Use a larger runner for tests #889

zanieb · 2024-01-11T19:18:18Z

Alternative to #875. Instead of partitioning tests across multiple runners via nextest, we use a larger GitHub Actions runner. Additionally, we explore using nextest to take advantage of the increased number of cores.

On the 8-core machine, nextest is 22% faster than insta. In combination with the vastly more readable output, I think this means we should switch over. As noted in #875 we lose the ability to detect unreferenced snapshot files but since we inline all of our snapshots this shouldn't matter.

Benchmarks

The following are the runtime of just the test portion of the test job in GitHub Actions except the partitioned case from #875 which requires a separate build step making runner overhead relevant.

The compile times are noted as a reference as a possible lower bound of test times. The compile time is included in all of the test times shown.

Where the nextest thread count is not noted, it is inferred from the CPU count.

test                                  time        diff
------------------------------------------------------
2-core (main)                         4m 53s
2-core-nextest-partioned (#875)       3m 56s      -19%
4-core-compilation                       32s      
4-core-insta                          1m 47s      -63%
4-core-nextest                        1m 40s      -66%
8-core-compilation                       18s      
8-core-insta                          1m  9s      -76%
8-core-nextest                        1m  5s      -78%
8-core-nextest-12-threads                54s      -82%
8-core-nextest-16-threads                55s      -82%

Cost

We must pay per-minute costs for these runners:

Larger runners are not eligible for the use of included minutes on private repositories. For both private and public repositories, when larger runners are in use, they will always be billed at the per-minute rate.

Compared to standard GitHub-hosted runners, larger runners are billed differently. Larger runners are only billed at the per-minute rate for the amount of time workflows are executed on them.

[source]

The per-minute rates are as follows:

Linux 2 $0.008 (main)
Linux 4 $0.016
Linux 8 $0.032 (pull request)

[source]

The per-minute cost increases by 4x but the workflow is 5.2x faster since we are making use of the extra compute.
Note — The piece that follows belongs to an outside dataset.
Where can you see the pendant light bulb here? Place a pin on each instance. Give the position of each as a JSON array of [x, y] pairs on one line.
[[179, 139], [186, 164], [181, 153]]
We will not get any free minutes executing these runners once the repository is public. Additionally, we will not make use of our 3,000 minutes / month of included minutes. Using the 8-core machines, the included 3,000 minutes should account for approximately ~$100.

Here's a brief analysis of costs from the last few


Minutes used
------------
November 1090 + 3000 = 4090
December 1357 + 3000 = 4357
January  2655 in 7 days
         ~3x more expected
                     = 11000 estimated

Costs
-----
November  1090 * 0.008   = $ 8.72
December  1357 * 0.008   = $10.86
January   8000 * 0.008   = $64 projected using 3000 included minutes and 2-core machines
          (11000 - (0.82 * 11000)) * 0.032
                         = $63 projected without included minutes and 4-core machines with perf improvement
          (11000 - (0.70 * 11000)) * 0.032
                         = $100 projected with a more conservative 70% reduction in total runtime

We can reduce costs (once public) by disabling larger runners for non-organization users e.g. PrefectHQ/prefect#9519

This reverts commit b11f1e9.

This reverts commit b673cae.

16 threads did not show benefit This reverts commit 2702ad6.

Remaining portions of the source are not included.